I dropped into Night Marsh at 2 a.m., headset humming and my squad already whispering. A flare popped, shadows swallowed a corridor, and I realized the map was asking more of us than our trigger fingers. You can feel a week’s worth of destiny tipping on a single decision.
I’ve been tracking Bungie’s Marathon rollout and you should read this as a quick field report from someone who’s spent hours in the dark corners of its maps. You’ll get facts, what matters for your time, and a clear signal about why June 2–9 feels like now or never.
Your friends list shows empty lobbies — the free week drops June 2–9
Bungie and Sony are opening Marathon to everyone on Steam, PS5, and Xbox Series X|S for an Open Play Week that runs June 2 through June 9. The idea is simple: give every new player an even footing by wiping inventories before the session begins, so your first matches won’t be a stompfest of gear mismatches.
You can play the full Season Two launch during that window. If you decide to buy the game afterward, your progress carries forward—but you’ll be starting from the same cleared slate everyone else got during the free week.
Is Marathon free to play this week?
Yes. From June 2–9 Marathon is open to all on Steam, PS5, and Xbox Series X|S. The trial is functionally free-to-play for that week; it’s a full run at Season Two’s launch content after the inventory wipe.
The map feels darker than any night raid I’ve run — Nightfall is the centerpiece of Season Two
Season Two, titled Nightfall, brings Night Marsh, a nighttime take on the Dire Marsh you already know. Expect flashlights, new scopes, and signal flares to be part of every tense hallway encounter.
This update also adds the Cradle system to tinker with your sandbox build, and two fresh weapons—the KKV-9SD submachine gun and the D54 Battle Pistol—so loadouts will shift fast as players chase what works in low light.
What is new in Season 2 of Marathon?
Nightfall’s headline is Night Marsh and a heavier emphasis on dealing with dark spaces. The new Sentinel Runner Shell class changes team dynamics with a defensive toolkit: an automated laser platform that destroys incoming grenades and missiles and buffs nearby weapon handling; a proximity Snare Mine that scatters immobilizing submunitions; and a short-range Prey Tracker radar to spot moving targets. Those additions reshape how you approach chokepoints and flanking maneuvers.

If you want the short version: Nightfall makes darkness an active enemy and hands teams the tools to contest it.

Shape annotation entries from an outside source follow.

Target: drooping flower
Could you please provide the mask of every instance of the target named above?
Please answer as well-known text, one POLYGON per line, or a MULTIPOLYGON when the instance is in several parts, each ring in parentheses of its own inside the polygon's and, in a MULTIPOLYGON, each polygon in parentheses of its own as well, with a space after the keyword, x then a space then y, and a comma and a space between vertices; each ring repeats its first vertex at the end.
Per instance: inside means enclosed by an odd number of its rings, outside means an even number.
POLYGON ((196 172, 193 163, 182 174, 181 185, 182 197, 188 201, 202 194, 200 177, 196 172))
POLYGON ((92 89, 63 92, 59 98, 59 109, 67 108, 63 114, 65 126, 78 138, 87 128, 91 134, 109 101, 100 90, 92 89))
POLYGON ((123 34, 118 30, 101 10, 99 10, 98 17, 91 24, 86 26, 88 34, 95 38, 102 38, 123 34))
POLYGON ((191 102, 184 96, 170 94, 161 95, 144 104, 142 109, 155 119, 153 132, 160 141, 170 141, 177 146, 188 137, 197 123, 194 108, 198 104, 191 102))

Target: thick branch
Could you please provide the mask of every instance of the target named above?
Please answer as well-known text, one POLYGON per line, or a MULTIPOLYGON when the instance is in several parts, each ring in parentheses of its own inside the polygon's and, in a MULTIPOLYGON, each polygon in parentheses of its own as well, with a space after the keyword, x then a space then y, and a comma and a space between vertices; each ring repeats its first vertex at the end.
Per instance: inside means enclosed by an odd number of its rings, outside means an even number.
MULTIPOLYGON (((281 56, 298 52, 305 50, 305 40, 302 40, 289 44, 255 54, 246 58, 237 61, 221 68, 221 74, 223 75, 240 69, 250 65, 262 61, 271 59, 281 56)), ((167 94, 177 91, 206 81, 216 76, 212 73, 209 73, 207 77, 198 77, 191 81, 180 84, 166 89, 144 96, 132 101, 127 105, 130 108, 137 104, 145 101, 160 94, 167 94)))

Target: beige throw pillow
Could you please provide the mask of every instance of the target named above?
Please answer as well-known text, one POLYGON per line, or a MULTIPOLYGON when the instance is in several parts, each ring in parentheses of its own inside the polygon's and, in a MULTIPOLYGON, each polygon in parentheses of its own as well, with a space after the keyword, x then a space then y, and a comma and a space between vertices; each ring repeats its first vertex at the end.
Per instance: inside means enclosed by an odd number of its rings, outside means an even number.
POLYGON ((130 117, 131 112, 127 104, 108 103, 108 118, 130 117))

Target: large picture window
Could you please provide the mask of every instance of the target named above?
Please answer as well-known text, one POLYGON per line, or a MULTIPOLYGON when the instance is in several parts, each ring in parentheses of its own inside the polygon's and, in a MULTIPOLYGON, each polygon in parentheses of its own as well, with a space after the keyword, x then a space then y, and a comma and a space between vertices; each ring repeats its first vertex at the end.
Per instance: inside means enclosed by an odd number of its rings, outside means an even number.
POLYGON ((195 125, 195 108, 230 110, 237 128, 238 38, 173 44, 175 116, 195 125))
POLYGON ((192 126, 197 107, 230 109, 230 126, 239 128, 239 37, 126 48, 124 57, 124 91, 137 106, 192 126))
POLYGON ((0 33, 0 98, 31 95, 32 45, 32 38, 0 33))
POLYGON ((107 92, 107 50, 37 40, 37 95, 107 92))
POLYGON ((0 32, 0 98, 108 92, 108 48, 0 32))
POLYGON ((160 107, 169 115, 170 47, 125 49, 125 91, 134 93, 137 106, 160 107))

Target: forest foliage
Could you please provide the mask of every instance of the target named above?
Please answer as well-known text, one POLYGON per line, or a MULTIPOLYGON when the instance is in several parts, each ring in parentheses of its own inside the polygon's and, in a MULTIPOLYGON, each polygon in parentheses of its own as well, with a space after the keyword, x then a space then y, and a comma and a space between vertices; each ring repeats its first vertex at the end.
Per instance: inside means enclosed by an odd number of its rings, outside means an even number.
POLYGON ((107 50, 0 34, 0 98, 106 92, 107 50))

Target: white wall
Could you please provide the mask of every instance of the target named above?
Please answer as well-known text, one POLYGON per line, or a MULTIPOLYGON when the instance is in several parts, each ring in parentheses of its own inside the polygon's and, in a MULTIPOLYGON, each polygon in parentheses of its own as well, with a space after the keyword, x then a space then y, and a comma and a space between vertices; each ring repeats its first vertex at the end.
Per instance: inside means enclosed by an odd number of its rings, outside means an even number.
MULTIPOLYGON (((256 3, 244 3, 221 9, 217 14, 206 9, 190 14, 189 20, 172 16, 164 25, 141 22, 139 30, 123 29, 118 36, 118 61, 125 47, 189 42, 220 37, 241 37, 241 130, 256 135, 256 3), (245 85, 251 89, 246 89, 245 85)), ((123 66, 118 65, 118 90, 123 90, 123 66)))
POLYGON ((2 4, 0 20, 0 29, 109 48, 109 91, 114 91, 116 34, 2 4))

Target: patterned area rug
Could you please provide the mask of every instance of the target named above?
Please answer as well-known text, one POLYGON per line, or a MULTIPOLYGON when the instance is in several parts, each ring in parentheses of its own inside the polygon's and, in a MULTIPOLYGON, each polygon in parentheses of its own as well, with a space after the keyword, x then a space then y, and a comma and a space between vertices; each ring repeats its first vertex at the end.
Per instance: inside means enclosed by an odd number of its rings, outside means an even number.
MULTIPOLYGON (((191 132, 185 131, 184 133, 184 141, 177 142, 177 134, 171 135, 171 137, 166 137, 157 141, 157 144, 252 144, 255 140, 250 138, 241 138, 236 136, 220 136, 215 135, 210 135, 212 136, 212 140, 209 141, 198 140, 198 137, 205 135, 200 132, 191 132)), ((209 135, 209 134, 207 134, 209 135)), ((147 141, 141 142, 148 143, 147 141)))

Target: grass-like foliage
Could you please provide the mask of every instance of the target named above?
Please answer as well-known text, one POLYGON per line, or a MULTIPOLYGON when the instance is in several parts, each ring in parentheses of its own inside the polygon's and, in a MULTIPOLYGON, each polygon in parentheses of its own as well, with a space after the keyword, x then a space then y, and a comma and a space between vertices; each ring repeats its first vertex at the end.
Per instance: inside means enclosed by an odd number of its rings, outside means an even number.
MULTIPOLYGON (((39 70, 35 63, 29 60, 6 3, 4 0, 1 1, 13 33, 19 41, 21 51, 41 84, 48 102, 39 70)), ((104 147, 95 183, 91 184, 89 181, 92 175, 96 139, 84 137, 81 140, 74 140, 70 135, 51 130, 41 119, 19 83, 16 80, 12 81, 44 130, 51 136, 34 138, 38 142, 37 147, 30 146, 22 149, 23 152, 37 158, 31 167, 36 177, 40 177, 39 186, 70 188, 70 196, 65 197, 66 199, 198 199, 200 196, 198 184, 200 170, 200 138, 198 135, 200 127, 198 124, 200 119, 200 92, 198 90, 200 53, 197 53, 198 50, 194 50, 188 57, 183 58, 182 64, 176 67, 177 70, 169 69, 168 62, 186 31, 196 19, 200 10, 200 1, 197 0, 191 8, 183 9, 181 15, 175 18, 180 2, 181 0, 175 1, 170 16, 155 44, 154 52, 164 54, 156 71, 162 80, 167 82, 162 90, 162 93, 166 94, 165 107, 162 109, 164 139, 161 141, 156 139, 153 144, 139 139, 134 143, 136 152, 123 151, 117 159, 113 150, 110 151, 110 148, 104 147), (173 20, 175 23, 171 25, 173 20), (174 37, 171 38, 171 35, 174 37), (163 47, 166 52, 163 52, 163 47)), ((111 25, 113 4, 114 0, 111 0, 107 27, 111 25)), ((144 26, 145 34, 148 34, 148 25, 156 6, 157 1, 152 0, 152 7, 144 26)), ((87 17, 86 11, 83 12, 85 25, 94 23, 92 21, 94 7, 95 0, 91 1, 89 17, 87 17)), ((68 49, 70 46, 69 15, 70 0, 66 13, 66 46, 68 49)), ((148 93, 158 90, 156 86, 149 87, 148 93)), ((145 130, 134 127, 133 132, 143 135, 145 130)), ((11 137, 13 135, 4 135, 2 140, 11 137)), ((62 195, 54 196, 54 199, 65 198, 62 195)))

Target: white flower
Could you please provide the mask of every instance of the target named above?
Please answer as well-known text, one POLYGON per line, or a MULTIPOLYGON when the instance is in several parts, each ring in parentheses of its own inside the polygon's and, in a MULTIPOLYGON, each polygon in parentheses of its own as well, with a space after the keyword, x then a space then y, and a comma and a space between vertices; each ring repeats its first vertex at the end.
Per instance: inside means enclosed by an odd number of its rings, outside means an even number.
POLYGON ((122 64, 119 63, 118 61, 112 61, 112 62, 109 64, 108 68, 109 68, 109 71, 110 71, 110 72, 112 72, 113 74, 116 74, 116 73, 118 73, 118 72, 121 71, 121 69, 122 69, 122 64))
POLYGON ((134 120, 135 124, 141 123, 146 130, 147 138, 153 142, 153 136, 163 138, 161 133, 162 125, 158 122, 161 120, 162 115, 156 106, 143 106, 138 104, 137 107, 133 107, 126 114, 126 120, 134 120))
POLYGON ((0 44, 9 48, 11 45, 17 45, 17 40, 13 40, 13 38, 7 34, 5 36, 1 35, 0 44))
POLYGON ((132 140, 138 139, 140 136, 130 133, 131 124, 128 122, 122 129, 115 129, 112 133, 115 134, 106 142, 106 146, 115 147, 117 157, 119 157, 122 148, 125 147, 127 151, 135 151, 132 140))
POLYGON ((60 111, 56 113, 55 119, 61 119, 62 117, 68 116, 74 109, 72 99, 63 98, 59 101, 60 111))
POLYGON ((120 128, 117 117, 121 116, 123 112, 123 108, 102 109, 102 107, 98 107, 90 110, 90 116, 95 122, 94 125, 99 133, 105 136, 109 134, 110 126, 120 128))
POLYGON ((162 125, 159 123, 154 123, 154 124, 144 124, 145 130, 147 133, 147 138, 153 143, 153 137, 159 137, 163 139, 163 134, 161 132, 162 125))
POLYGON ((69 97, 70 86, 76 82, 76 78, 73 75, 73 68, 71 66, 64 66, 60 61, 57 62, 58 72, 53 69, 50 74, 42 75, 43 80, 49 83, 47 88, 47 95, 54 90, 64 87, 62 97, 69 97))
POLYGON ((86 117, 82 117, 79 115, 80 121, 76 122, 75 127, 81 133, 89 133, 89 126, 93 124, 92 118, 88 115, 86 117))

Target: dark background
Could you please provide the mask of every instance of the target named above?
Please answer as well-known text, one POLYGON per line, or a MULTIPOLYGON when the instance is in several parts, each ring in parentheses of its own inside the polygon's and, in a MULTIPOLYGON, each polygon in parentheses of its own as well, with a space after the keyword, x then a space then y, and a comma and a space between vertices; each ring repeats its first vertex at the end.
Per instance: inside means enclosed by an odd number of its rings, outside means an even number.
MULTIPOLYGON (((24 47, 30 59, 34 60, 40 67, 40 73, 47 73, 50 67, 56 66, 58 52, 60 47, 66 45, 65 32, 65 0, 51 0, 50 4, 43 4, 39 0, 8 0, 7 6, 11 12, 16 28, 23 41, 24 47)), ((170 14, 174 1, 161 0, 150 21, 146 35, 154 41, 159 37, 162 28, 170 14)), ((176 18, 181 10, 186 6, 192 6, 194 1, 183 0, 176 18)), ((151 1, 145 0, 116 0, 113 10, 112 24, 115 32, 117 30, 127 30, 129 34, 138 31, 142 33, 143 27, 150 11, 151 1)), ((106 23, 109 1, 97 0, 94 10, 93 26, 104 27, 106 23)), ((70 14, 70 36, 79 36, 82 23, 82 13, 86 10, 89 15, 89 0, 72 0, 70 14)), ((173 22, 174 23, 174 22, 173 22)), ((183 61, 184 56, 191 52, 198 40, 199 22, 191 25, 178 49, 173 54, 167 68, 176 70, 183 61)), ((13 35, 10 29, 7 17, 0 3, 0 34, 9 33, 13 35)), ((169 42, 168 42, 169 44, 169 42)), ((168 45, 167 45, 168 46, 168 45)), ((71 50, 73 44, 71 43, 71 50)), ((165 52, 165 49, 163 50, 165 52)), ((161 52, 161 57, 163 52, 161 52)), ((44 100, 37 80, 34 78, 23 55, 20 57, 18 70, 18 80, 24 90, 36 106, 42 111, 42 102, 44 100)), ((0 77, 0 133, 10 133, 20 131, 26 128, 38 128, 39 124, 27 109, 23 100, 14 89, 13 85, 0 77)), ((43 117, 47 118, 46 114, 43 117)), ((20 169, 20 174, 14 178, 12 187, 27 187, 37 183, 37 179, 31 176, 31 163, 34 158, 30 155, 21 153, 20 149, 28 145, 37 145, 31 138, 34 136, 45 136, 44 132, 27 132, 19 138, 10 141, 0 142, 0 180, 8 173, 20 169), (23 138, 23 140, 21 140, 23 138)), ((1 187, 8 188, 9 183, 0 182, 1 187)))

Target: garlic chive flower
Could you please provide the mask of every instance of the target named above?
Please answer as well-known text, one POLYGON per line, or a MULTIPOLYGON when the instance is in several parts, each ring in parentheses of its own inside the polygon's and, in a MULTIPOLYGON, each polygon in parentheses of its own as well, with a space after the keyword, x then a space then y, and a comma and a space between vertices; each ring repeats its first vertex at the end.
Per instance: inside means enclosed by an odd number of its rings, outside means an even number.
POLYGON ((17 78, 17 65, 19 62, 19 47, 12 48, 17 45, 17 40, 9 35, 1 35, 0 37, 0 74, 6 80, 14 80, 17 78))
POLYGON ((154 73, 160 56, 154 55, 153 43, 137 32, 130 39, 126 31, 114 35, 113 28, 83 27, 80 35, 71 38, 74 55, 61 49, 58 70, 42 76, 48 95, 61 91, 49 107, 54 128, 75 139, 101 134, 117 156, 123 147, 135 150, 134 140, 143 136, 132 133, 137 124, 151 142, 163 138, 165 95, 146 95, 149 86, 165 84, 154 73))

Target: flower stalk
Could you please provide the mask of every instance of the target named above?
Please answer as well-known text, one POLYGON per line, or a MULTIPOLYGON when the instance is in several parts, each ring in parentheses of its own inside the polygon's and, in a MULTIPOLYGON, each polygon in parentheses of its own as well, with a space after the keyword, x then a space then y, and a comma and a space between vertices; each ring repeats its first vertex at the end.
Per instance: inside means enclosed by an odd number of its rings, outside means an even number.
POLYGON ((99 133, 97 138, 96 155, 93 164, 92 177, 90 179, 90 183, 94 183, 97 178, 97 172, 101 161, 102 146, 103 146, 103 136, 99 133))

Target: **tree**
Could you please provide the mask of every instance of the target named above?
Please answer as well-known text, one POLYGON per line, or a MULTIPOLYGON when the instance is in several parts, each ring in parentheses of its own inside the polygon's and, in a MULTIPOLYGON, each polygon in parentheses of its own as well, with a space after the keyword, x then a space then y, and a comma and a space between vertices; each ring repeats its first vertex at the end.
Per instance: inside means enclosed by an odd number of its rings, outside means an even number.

Your Destiny 2 feed probably looks different — this free week is a high-stakes gamble
Bungie is running this as a player-acquisition push while Destiny 2 prepares its final live-service update on June 9. That calendar conflict raises the stakes: if Marathon doesn’t convert a meaningful slice of the casual crowd into regular players during the free week, momentum will stall fast.
I’ve seen studios pour clever ideas into a game and still watch numbers fade when the audience never grows. This week is Bungie’s attempt to flip that script.
Will progress carry over after the free week?
Yes—progress you make during Open Play Week carries over if you buy Marathon afterward. The initial wipe is only to equalize starting inventories at the start of the free period; it’s not a barrier to taking your earned ranks, cosmetics, or unlocks forward if you purchase the game.
I’ll be watching how the player counts move on Steam charts, the Discords light up, and whether streamers on Twitch can hold attention beyond a single weekend. Marathon’s fate will be decided in plain view of metrics and mood, and you get to choose whether you’ll be part of that turning point — will you log in and tip the scale?